2. The method for producing the ceramic formed body according to claim 1, wherein the wet mixed powder is extruded into a honeycomb shape.

3. The method for producing the ceramic formed body according to claim 1, wherein the ceramic raw material mixed powder is ceramic raw material dry mixed powder obtained by dry-mixing in a batch mixer.

4. The method for producing the ceramic formed body according to claim 1, wherein the liquid further contains one or more selected from surfactants, lubricants and plasticizers.

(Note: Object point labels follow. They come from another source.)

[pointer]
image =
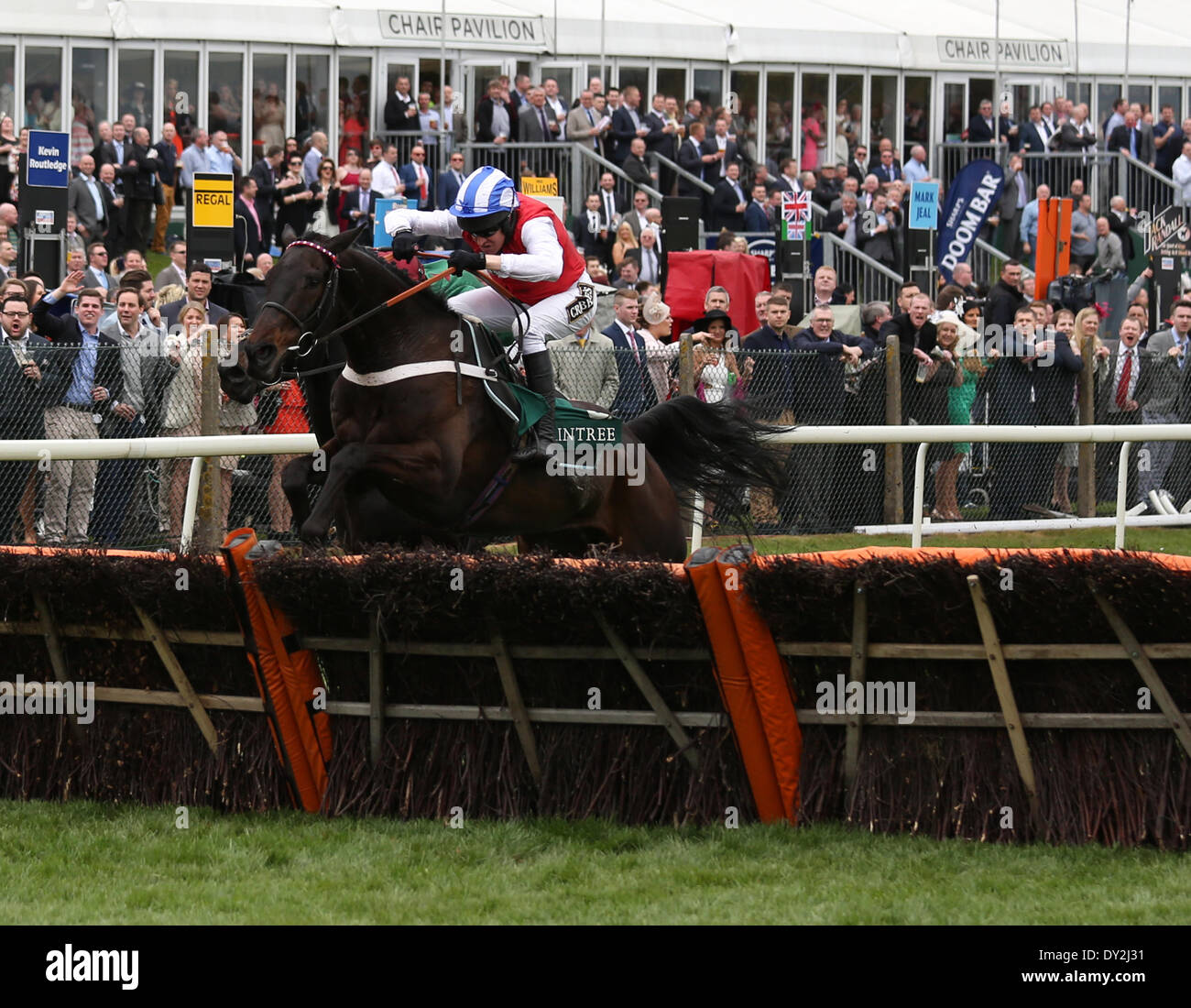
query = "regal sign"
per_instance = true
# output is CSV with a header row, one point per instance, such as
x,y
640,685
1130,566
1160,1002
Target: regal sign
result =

5. A device for producing a ceramic formed body, comprising:

a continuous mixer for adding a liquid containing water to ceramic raw material mixed powder and wet-mixing it;

a belt feeder for feeding wet mixed powder obtained by the continuous mixer to an extruder;

the extruder for extruding the wet mixed powder fed from the belt feeder;

a reservoir for temporarily storing the wet mixed powder, the reservoir being provided between the continuous mixer and the belt feeder; and

a control unit determining an adjusted amount per predetermined time of the wet mixed powder fed to the extruder based on an amount of mass change per predetermined time of the wet mixed powder stored in the reservoir;

wherein the control unit is configured to adjust the amount per predetermined time of the wet mixed powder fed to the extruder by controlling a speed of the belt feeder such that the amount of mass change per predetermined time of the wet mixed powder stored in the reservoir is equal to the adjusted amount per predetermined time of the wet mixed powder fed to the extruder.